The aforementioned Broadway Melody sequence is far and away from the best showcase of the newly increased color palette of HDR10. While the scene was initially used as a showcase for the then-budding technicolor technology for its theatrical release, it’s rather poetic that the same scene is made all the more colorful with today’s new technology. The rest of the film fares just as nicely with the broader dynamic range. The “Singin’ in the Rain” sequence, in particular, stands out with the darker buildings and streets contrasted with the brighter drops of rain sprinkling down from above.

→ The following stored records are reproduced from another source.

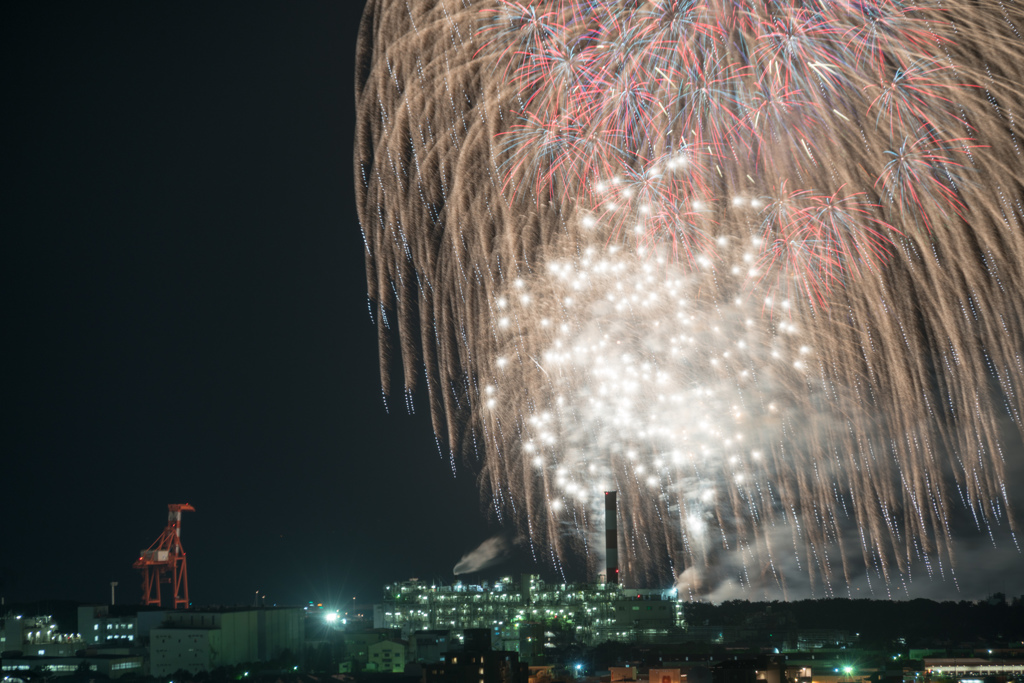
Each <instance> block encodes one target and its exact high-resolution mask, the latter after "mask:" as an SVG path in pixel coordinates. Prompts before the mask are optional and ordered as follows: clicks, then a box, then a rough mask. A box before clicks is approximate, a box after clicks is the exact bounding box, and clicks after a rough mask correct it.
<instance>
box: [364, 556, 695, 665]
mask: <svg viewBox="0 0 1024 683" xmlns="http://www.w3.org/2000/svg"><path fill="white" fill-rule="evenodd" d="M530 625H540V626H542V627H543V629H540V630H538V629H537V628H530ZM682 625H683V604H682V601H681V600H679V599H678V596H677V595H676V592H675V590H674V589H670V590H665V591H663V590H637V589H627V588H623V587H621V586H617V585H614V584H548V583H546V582H544V581H542V580H541V579H540V578H538V577H537V575H531V574H526V575H523V577H522V580H521V581H520V582H519V584H518V585H516V584H515V583H514V582H513V580H512V579H502V580H501V581H499V582H496V583H495V584H493V585H490V586H488V585H486V584H484V585H481V586H469V585H465V584H462V583H457V584H455V585H454V586H435V585H429V584H426V583H423V582H420V581H418V580H415V579H414V580H410V581H408V582H403V583H400V584H391V585H388V586H385V587H384V600H383V602H381V603H380V604H378V605H376V606H375V611H374V627H375V628H377V629H398V630H401V633H402V637H406V638H408V637H410V636H411V635H412V634H413V633H415V632H418V631H425V630H443V631H455V632H461V631H465V630H466V629H487V630H488V631H489V632H490V633H492V639H493V642H494V644H495V645H496V646H497V647H500V648H501V649H504V650H513V651H516V652H524V651H526V650H530V649H534V648H535V646H536V643H535V642H534V640H532V639H534V638H535V637H544V638H558V636H559V634H562V635H565V636H567V637H568V639H569V640H571V641H575V642H580V643H584V644H595V643H600V642H604V641H608V640H617V641H624V642H644V641H646V642H650V641H656V640H659V639H662V638H665V637H667V636H669V635H671V634H673V633H677V632H678V631H679V630H680V628H681V627H682ZM538 633H541V634H543V635H542V636H537V634H538ZM548 634H551V635H548ZM527 639H529V640H527ZM545 644H547V643H545ZM551 646H554V645H553V644H552V645H551Z"/></svg>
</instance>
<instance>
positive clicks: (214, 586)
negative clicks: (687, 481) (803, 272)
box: [0, 0, 1024, 605]
mask: <svg viewBox="0 0 1024 683" xmlns="http://www.w3.org/2000/svg"><path fill="white" fill-rule="evenodd" d="M361 8H362V2H361V1H358V0H335V1H334V2H303V3H285V2H275V3H259V2H246V3H180V2H179V3H168V2H144V3H127V2H126V3H98V4H97V3H68V4H54V3H44V2H32V3H25V4H24V5H23V6H22V7H20V8H17V9H13V8H8V9H7V10H6V11H5V15H4V18H3V20H2V22H0V36H2V40H0V45H2V47H0V49H2V50H3V63H4V67H5V69H4V71H3V76H2V78H3V83H4V86H3V95H4V97H3V100H4V102H5V106H4V114H5V116H4V119H5V120H6V121H7V124H6V125H5V129H4V138H5V143H4V145H3V153H2V157H0V158H2V168H3V189H2V201H0V216H2V225H3V238H4V240H3V245H4V247H3V258H4V268H3V276H4V290H3V294H4V309H5V310H4V318H5V319H4V330H5V335H4V337H5V338H6V339H7V340H8V341H7V344H6V347H7V349H8V351H7V352H6V354H5V364H4V373H3V385H4V396H5V407H4V410H3V417H2V430H3V432H2V441H0V443H2V453H3V455H2V461H0V486H2V496H0V596H2V597H4V598H5V599H6V600H7V601H8V602H18V601H28V600H37V599H45V598H69V599H77V600H82V601H97V602H98V601H104V600H108V599H109V596H110V582H111V581H118V582H120V587H119V589H118V591H119V592H118V596H119V602H134V601H137V600H138V596H139V588H138V585H139V580H138V574H137V572H136V571H135V570H134V569H132V566H131V565H132V562H133V561H134V559H135V558H136V557H137V553H138V551H139V550H140V549H142V548H145V547H147V546H148V545H150V544H151V543H152V542H153V541H154V540H155V539H156V538H157V536H158V535H159V533H160V531H161V530H162V528H163V526H164V523H165V521H166V510H167V507H166V506H167V504H168V503H190V504H193V505H194V506H195V507H196V509H197V512H195V513H185V518H184V522H183V542H184V547H185V549H186V551H187V553H188V562H189V573H188V575H189V583H190V589H191V598H193V601H194V602H195V603H197V604H200V605H202V604H251V603H252V602H253V599H254V596H255V594H256V592H257V591H259V592H260V594H261V595H262V594H265V595H266V602H268V603H279V604H294V603H304V602H306V601H308V600H313V601H317V602H326V603H334V604H348V603H349V601H351V600H352V597H353V596H356V597H357V598H358V601H359V602H360V603H370V602H373V601H374V600H376V599H377V598H378V596H379V595H380V588H381V586H382V585H383V584H384V583H385V582H389V581H395V580H402V579H407V578H409V577H414V575H416V577H420V578H424V579H431V580H434V579H438V580H443V581H452V580H453V575H452V568H453V566H454V565H455V564H456V562H458V561H459V559H460V557H461V556H462V555H463V554H464V553H466V552H468V551H470V550H472V549H473V548H475V547H476V546H477V545H478V544H480V543H481V542H483V541H484V540H486V539H487V538H489V537H492V536H494V535H495V533H498V532H499V531H500V529H497V528H496V527H494V526H493V525H490V524H489V523H488V522H487V520H486V517H485V515H484V513H483V512H482V509H483V503H482V502H481V500H480V498H479V495H478V493H477V492H478V487H477V485H476V481H475V476H474V473H473V472H472V470H471V469H463V470H461V471H460V474H459V476H458V477H457V478H454V477H453V476H452V472H451V469H450V467H449V464H447V460H446V457H445V458H444V459H441V458H440V457H439V455H438V452H437V449H436V445H435V442H434V438H433V435H432V433H431V430H430V426H429V419H428V417H427V415H426V402H425V401H423V400H420V402H419V405H418V408H419V409H420V411H421V412H420V413H418V414H417V415H416V416H412V417H411V416H408V415H407V414H406V412H404V409H403V408H401V401H400V397H398V396H396V397H395V400H393V401H392V407H393V409H394V410H392V412H391V413H390V414H388V413H387V411H386V410H385V405H384V402H383V400H382V398H381V391H380V378H379V373H378V364H377V340H376V330H375V328H374V327H373V325H372V324H371V322H370V316H369V314H368V310H367V297H366V280H365V268H364V253H365V248H364V244H362V240H361V238H360V233H359V228H358V221H357V217H356V213H355V205H354V191H353V179H352V161H351V160H352V136H353V130H354V103H353V95H352V88H353V76H352V72H353V57H354V46H355V36H356V32H357V27H358V19H359V15H360V13H361ZM1015 476H1016V477H1017V479H1018V480H1019V479H1020V476H1019V475H1015ZM979 543H980V544H981V545H984V543H985V542H984V540H980V541H979V540H977V539H976V540H973V541H971V543H969V544H968V545H967V546H966V547H965V551H966V552H968V553H970V552H971V551H972V549H973V548H975V547H977V546H976V545H972V544H979ZM967 558H968V559H967V560H966V561H965V563H964V564H963V565H962V575H964V574H967V575H968V577H969V578H970V580H968V579H965V581H964V586H965V587H966V588H965V592H964V593H963V594H961V595H958V596H957V595H956V594H955V593H954V592H953V590H952V587H951V586H949V585H948V584H940V585H938V586H937V587H935V588H936V593H941V594H949V597H951V598H954V599H956V598H975V597H980V596H981V595H984V594H987V593H988V592H991V591H996V590H1002V591H1006V592H1007V593H1010V594H1017V593H1019V592H1021V591H1024V579H1021V575H1022V574H1024V572H1021V571H1019V570H1020V568H1021V566H1022V563H1021V556H1020V554H1018V553H1017V552H1016V551H1015V549H1014V548H1013V547H1012V546H1008V545H1007V544H1004V546H1001V547H1000V549H999V550H998V559H996V560H993V562H994V563H997V564H998V567H997V569H998V571H995V570H994V569H993V570H992V573H991V574H986V572H985V569H984V568H978V567H975V568H972V559H971V556H970V554H969V555H967ZM531 567H532V565H531V564H530V563H529V562H528V561H527V560H526V558H525V553H524V552H522V551H519V552H517V553H516V554H515V556H514V557H513V558H512V559H511V560H510V561H509V562H507V563H505V564H503V565H501V566H499V567H496V568H495V569H494V570H493V571H490V572H488V574H487V577H482V578H490V577H496V575H499V574H500V573H501V572H513V571H519V570H524V569H530V568H531ZM993 567H994V564H993ZM532 568H534V569H535V570H536V567H532Z"/></svg>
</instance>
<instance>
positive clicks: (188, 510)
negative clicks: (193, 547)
mask: <svg viewBox="0 0 1024 683" xmlns="http://www.w3.org/2000/svg"><path fill="white" fill-rule="evenodd" d="M167 510H168V512H167V526H166V527H165V528H164V532H163V533H161V535H160V536H159V537H158V538H157V540H156V541H154V542H153V545H152V546H150V548H148V549H147V550H143V551H142V552H141V554H139V556H138V559H137V560H135V563H134V564H133V565H132V566H133V567H135V568H136V569H140V570H141V571H142V604H143V605H159V604H160V585H161V584H170V585H171V586H172V587H173V588H174V592H173V593H172V596H173V599H174V609H177V608H178V607H179V606H181V607H184V608H185V609H187V608H188V573H187V570H186V567H185V551H184V550H182V548H181V513H182V512H184V511H186V510H187V511H189V512H196V508H194V507H193V506H190V505H188V504H187V503H171V504H170V505H168V506H167Z"/></svg>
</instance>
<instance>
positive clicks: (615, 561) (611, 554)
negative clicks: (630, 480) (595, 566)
mask: <svg viewBox="0 0 1024 683" xmlns="http://www.w3.org/2000/svg"><path fill="white" fill-rule="evenodd" d="M615 513H616V506H615V492H613V490H606V492H604V553H605V555H604V556H605V566H606V567H607V572H608V575H607V580H606V581H607V583H609V584H614V585H615V586H617V585H618V522H617V521H616V519H615Z"/></svg>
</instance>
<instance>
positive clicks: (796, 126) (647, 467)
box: [356, 0, 1024, 595]
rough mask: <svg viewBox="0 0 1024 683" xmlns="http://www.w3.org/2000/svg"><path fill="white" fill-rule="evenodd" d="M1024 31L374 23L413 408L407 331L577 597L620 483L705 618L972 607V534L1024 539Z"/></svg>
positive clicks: (381, 142) (370, 291)
mask: <svg viewBox="0 0 1024 683" xmlns="http://www.w3.org/2000/svg"><path fill="white" fill-rule="evenodd" d="M1021 16H1022V15H1021V12H1020V10H1019V9H1018V8H1017V6H1016V5H1015V4H1013V3H1005V2H987V1H982V2H975V3H971V4H970V5H963V6H958V5H949V4H946V3H939V2H937V1H935V2H927V3H921V4H915V5H907V4H904V3H901V2H896V1H894V0H862V1H860V0H858V1H857V2H852V1H851V2H836V3H820V2H816V1H815V0H786V1H785V2H779V3H761V2H752V1H749V0H748V1H742V2H728V3H720V2H717V1H715V0H708V1H706V2H683V1H678V0H653V1H649V2H631V1H630V2H628V1H625V0H623V1H612V0H608V1H603V0H602V1H594V0H589V1H587V2H580V1H572V0H560V1H557V2H511V1H509V0H478V1H470V0H440V1H439V2H430V3H418V2H412V3H390V2H387V1H385V0H379V1H377V2H371V3H369V5H368V9H367V14H366V16H365V19H364V24H362V31H361V36H360V44H359V57H360V65H359V76H360V78H359V82H358V105H359V127H358V132H357V136H358V142H359V144H358V152H357V156H356V162H357V171H358V177H359V178H360V181H359V184H358V191H359V198H360V212H361V221H362V227H364V233H365V236H366V240H367V249H368V251H367V253H368V258H367V266H368V282H369V291H370V298H371V309H372V311H373V314H374V317H375V319H376V322H377V324H378V326H379V328H380V331H381V333H380V334H381V349H382V352H381V358H382V369H384V372H383V376H384V383H385V392H386V393H388V392H389V391H390V379H389V378H388V373H387V371H386V369H387V367H388V362H389V361H388V349H389V348H390V340H391V339H392V334H393V333H392V328H395V327H396V328H397V333H396V334H397V337H398V339H400V350H401V356H402V360H403V369H404V378H403V379H404V388H406V391H407V393H408V394H409V395H411V394H412V391H413V390H414V388H415V386H416V383H417V381H418V379H419V378H421V377H423V376H424V373H423V368H424V367H425V370H426V373H425V376H426V390H427V392H428V393H429V397H430V404H431V414H432V416H433V418H434V429H435V432H436V433H437V435H438V437H439V438H440V439H441V440H440V441H439V442H442V443H445V444H447V449H446V450H445V451H446V453H445V456H447V457H450V459H451V463H452V466H453V467H455V466H456V464H457V462H458V458H459V456H460V455H462V454H466V453H474V454H475V456H476V457H477V458H478V459H479V461H480V462H482V463H483V466H482V471H481V473H480V476H481V481H482V483H483V486H482V488H483V490H484V492H485V494H486V500H487V501H488V504H489V506H490V507H492V509H493V510H494V513H495V515H496V516H497V517H498V518H499V519H501V520H503V521H506V522H508V523H512V524H516V525H518V526H520V527H521V528H522V529H524V530H525V531H526V537H527V538H528V539H529V545H530V547H531V548H532V549H534V551H535V553H536V556H537V558H538V560H539V561H542V562H550V563H551V564H552V565H553V566H554V567H555V568H556V569H558V570H560V571H563V572H564V571H566V567H567V566H568V567H569V569H568V571H570V572H571V571H572V569H571V567H572V566H582V565H585V566H588V567H590V569H591V571H594V570H596V567H598V566H599V560H600V557H599V554H600V551H599V549H595V548H593V547H592V544H591V536H592V535H593V532H594V531H595V529H599V528H601V525H600V520H598V519H596V518H595V513H596V512H597V510H598V508H595V507H594V502H595V500H596V499H597V497H596V496H595V492H597V490H598V489H600V488H601V487H605V486H606V487H609V488H616V489H617V490H620V492H622V496H623V500H624V501H625V502H626V506H625V507H626V509H628V510H629V512H628V513H624V519H623V520H622V523H620V525H618V528H620V529H621V533H622V535H623V541H622V542H621V543H620V547H621V548H623V549H624V551H623V557H624V565H625V569H626V577H627V580H628V581H633V582H635V583H665V582H667V581H673V580H674V581H678V582H680V584H681V585H685V587H686V588H688V589H690V590H692V591H693V592H694V595H696V594H699V593H702V592H706V591H708V590H713V589H714V588H715V586H716V585H718V584H719V583H721V582H722V581H724V580H726V579H728V580H731V581H734V582H736V583H738V584H739V585H741V586H742V587H743V588H744V589H746V590H751V591H755V590H757V591H760V590H766V591H767V590H771V591H776V590H777V591H779V592H781V593H782V594H784V593H785V591H786V590H787V588H786V587H787V586H791V585H793V583H794V582H801V583H802V582H804V581H807V580H809V581H810V583H811V586H812V589H813V591H815V592H816V593H819V594H829V595H830V594H833V593H834V592H836V591H839V590H844V589H845V588H846V587H849V586H850V585H851V583H852V582H853V581H855V580H856V579H857V578H858V577H862V575H864V577H867V578H868V579H869V580H871V581H874V582H876V583H874V584H872V586H874V587H879V586H881V587H884V588H881V589H879V590H882V591H891V590H893V588H894V587H895V588H900V589H901V590H905V589H906V588H907V585H908V583H909V582H910V581H911V580H912V579H913V578H914V577H916V575H919V574H922V573H925V574H933V575H942V577H951V575H953V574H952V572H953V569H952V567H953V566H954V560H955V557H954V543H953V533H952V530H951V529H952V527H953V523H954V520H955V519H957V518H965V519H969V520H971V521H972V522H973V523H974V524H975V525H976V526H977V528H978V529H979V530H981V531H984V532H986V533H989V535H990V536H991V537H992V538H993V540H994V539H995V538H996V537H997V536H999V535H1001V536H1002V537H1004V538H1009V539H1014V542H1016V541H1015V539H1016V537H1015V536H1014V529H1015V522H1014V519H1013V515H1012V514H1010V510H1009V508H1010V501H1009V496H1008V494H1007V488H1006V484H1005V468H1006V463H1007V459H1008V458H1015V457H1019V455H1016V454H1014V455H1011V454H1008V453H1007V452H1006V450H1005V446H1004V445H1002V444H1004V440H1005V439H1004V435H1005V434H1006V433H1007V430H1008V429H1009V430H1011V431H1012V432H1017V433H1018V434H1019V433H1020V427H1021V425H1020V417H1019V416H1020V410H1021V398H1020V394H1019V391H1020V387H1021V386H1022V381H1024V367H1022V364H1021V361H1020V357H1021V350H1022V349H1021V341H1020V340H1021V339H1024V304H1022V301H1024V271H1022V270H1024V241H1022V237H1021V236H1022V232H1021V227H1022V220H1024V210H1022V199H1021V198H1022V194H1024V193H1022V184H1021V179H1022V176H1024V165H1022V154H1021V151H1020V146H1019V141H1018V136H1019V134H1018V132H1017V123H1016V122H1017V119H1018V118H1019V117H1020V116H1021V111H1022V103H1024V102H1022V96H1021V94H1020V91H1019V88H1018V86H1017V85H1016V84H1018V83H1020V82H1024V72H1022V71H1021V69H1022V67H1021V65H1022V63H1024V59H1022V58H1021V57H1022V52H1024V43H1022V41H1021V37H1020V35H1019V33H1018V31H1019V29H1018V26H1019V25H1020V22H1021ZM1000 529H1002V530H1000ZM581 559H584V560H586V563H585V564H584V563H583V562H580V560H581ZM578 573H579V570H578Z"/></svg>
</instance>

However, things are somewhat conflicted in the audio department. For a film with a story based so heavily on the importance of sound being incorporated into movies, there doesn’t seem to be anything necessarily show-stopping when it comes to its audio presentation. The DTS-HD Master Audio 5.1 track is perfectly fine but plays it far too safe for my liking. While dialogue, scoring, and every tap come out beautifully clear without a hint of that tinny sound often plaguing older films, it all comes out relatively balanced without much separation for the rear left and right channels. It’s by no means a deal-breaker as the mix really is quite good. I just had hoped it would bring something more to the table. As a side note, however, the inclusion of the theatrical mono mix is also a welcome addition. It does act as a gesture of good faith on Warner Bros.’s part in an attempt to preserve the original experience on the audio front.
Extras Grade: C
The 4K disc features no special features aside from a well-rounded commentary track featuring Debbie Reynolds, Donald O’Connor, Cyd Charisse, Kathleen Freeman, co-director Stanley Donen, screenwriters Betty Comden and Adolph Green, filmmaker Baz Luhrmann, and author Rudy Behlmer. Unsurprisingly as many of these names are no longer living, this commentary is not new, but its inclusion on the 4K disc is nevertheless welcome. The 4K disc contains one additional feature called Musical Numbers giving viewers the ability to skip ahead to any of the film’s fourteen musical sequences. Aside from that, the included 1080p Blu-ray contains the same special features it had for its 2012 release.
Final Grade: A-
Aside from a lack of new bonus material, there’s very little to complain about with this release. Given the age of the film, the visual and audio quality on display for this release is simply exceptional. Viewers hoping to see something on par with modern day releases may find the upgrade underwhelming but rest assured, this is a pristine 4K viewing experience of a musical classic that any fan of film and film history should be glad to add to their collection.